At the moment 50 per cent of the fund’s holdings are concentrated in just ten companies, including large pharmaceutical companies like AstraZeneca, tobacco firms such as Reynolds American and the oil and gas company BG Group.
This reflects the fact that Woodford sees the share price of many companies as undervalued and has viewed the current period as a buying opportunity for those shares.
Some controversy surrounded a stake Woodford made in a vehicle which will enter joint ventures or make investments in Zimbabwe.
Woodford said the investment was not attached to the political regime in the country, while Zimbabwe had high literacy rates providing potential for growth from human resources, as well as from the country’s natural resources.

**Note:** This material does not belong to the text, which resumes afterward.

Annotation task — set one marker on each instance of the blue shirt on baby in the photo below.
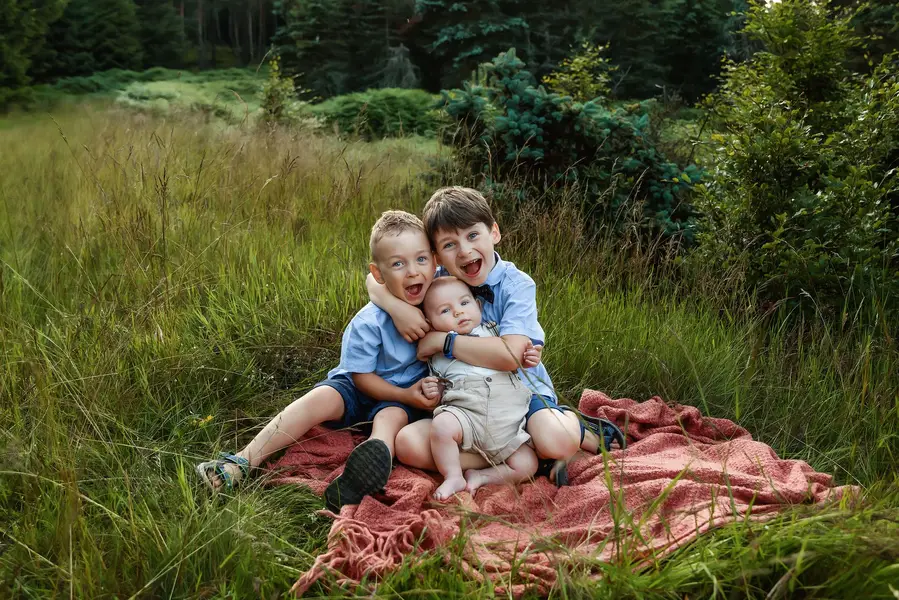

His funds have also invested in other areas like litigation finance (taking relatively small stakes in the context of the funds Woodford’s team manage) in companies listed on the UK Alternative Investment Market (AIM) which provide finance for legal cases.
Is the fund too big?
The Income Fund is approximately £8.3billion in size. As such a large fund, is it unwieldy and does it create constraints?
No, is Woodford’s view. “The portfolio reflects where I see opportunities in the market and I have the flexibility to go where I see the opportunities,” Woodford says.
So, while his funds currently have a relatively small group of holdings, in the past funds have held over 130 stocks.
The flexibility to invest in the domestic market, in large FTSE 100 companies, smaller companies listed on the AIM index or unlisted securities, as well as globally – the Income Fund currently has holdings in Switzerland and the US – means the current size of the fund does not restrict its investment universe.